PepsiCo’s snacking business, which is composed mostly of Frito-Lay and Quaker Oats, is a lucrative part of the company’s business.
It generated more than $26 billion in sales in North America during the company’s 2022 fiscal year — accounting for a little less than a third of the CPG giant’s $86 billion in global sales. PepsiCo estimated people consume its food and beverage products more than 1 billion times a day, the company said.
As consumers place greater importance on eating healthier and the impact the foods they consume have on the environment, CPG manufacturers like PepsiCo have little choice but to make changes to the products they sell.
But the effort is often harder than it appears, which is a major reason why companies set targets several years out.
Small tweaks to how much sodium or what ingredients are used can have a major impact on taste, texture and how the product is manufactured as well as the way its inputs are sourced. If a Doritos chip, for example, doesn’t taste exactly like what a consumer remembers enjoying, they may be reluctant to buy it again.
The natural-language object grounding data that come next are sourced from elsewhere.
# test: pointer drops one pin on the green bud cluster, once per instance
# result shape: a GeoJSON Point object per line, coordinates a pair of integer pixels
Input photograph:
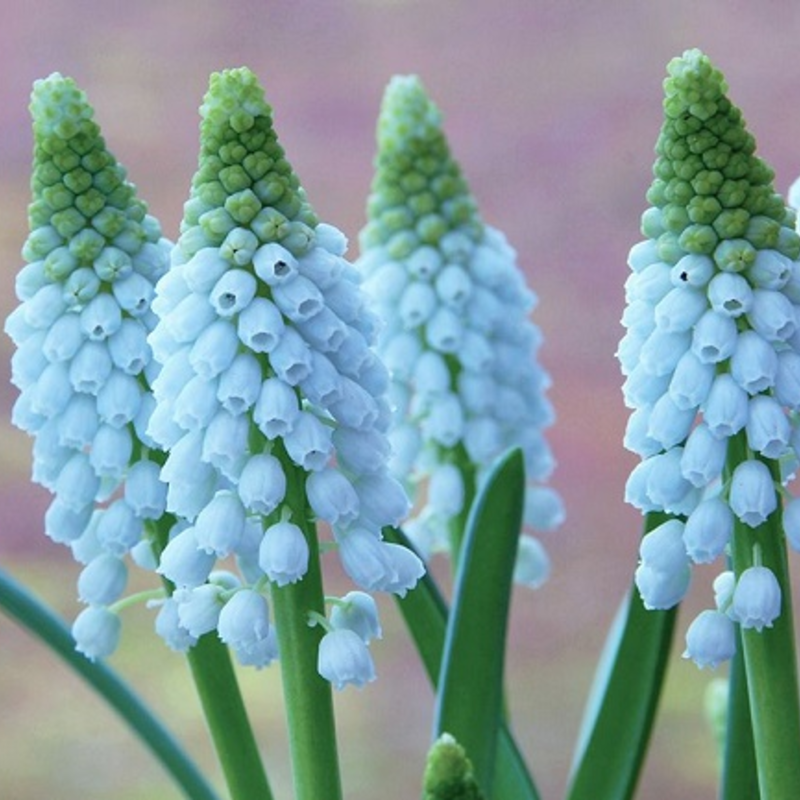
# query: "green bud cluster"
{"type": "Point", "coordinates": [448, 772]}
{"type": "Point", "coordinates": [418, 194]}
{"type": "Point", "coordinates": [709, 187]}
{"type": "Point", "coordinates": [244, 192]}
{"type": "Point", "coordinates": [82, 206]}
Shoppers could instead move to a product made by a competitor.
“We are in a constant cycle of innovation to reimagine the foods we make and how we make them so we can bring better choices to our consumers, without ever compromising on taste,” René Lammers, executive vice president and chief science officer for PepsiCo, said in a statement. “We set a high bar to improve the nutritional profile of our products, and these new goals reaffirm our ambitions.”
For sodium, PepsiCo said its new reduction goal considers guidance from public health experts, including the World Health Organization. It is about 15% to 30% lower than the company’s current target for key convenient food categories. The new target aims for a 15% sodium reduction in PepsiCo’s U.S. Lay’s Classic Potato Chips, which would result in a sodium level of 140 milligrams per 28-gram serving.
PepsiCo’s Mustafa Shamseldin, category growth officer and chief marketing officer for international foods, told Food Dive that cutting salt in its foods “is the right thing to do … and that so far, it’s been positive for our business.”
PepsiCo is no stranger to incorporating different, better-for-you ingredients into its portfolio. It sells Bare baked fruit and coconut snacks and Off the Eaten Path vegetable crisps. It also offers a version of its SunChips brand that has black beans along with the customary whole grains as part of its ingredient list.
In further diversifying its ingredient mix, PepsiCo said it will try to reach 145 billion portions of diverse ingredients annually in its global convenient foods portfolio by 2030. Each portion will provide approximately 10% of the suggested daily amount of a diverse ingredient.
PepsiCo’s Frito-Lay division has previously introduced healthier versions of its popular brands that limit sodium and saturated fat while adding more fiber, whole grains, vegetables and protein. Brands impacted included Fritos, Cheetos, Doritos, Tostitos, Lay’s, Ruffles and Rold Gold.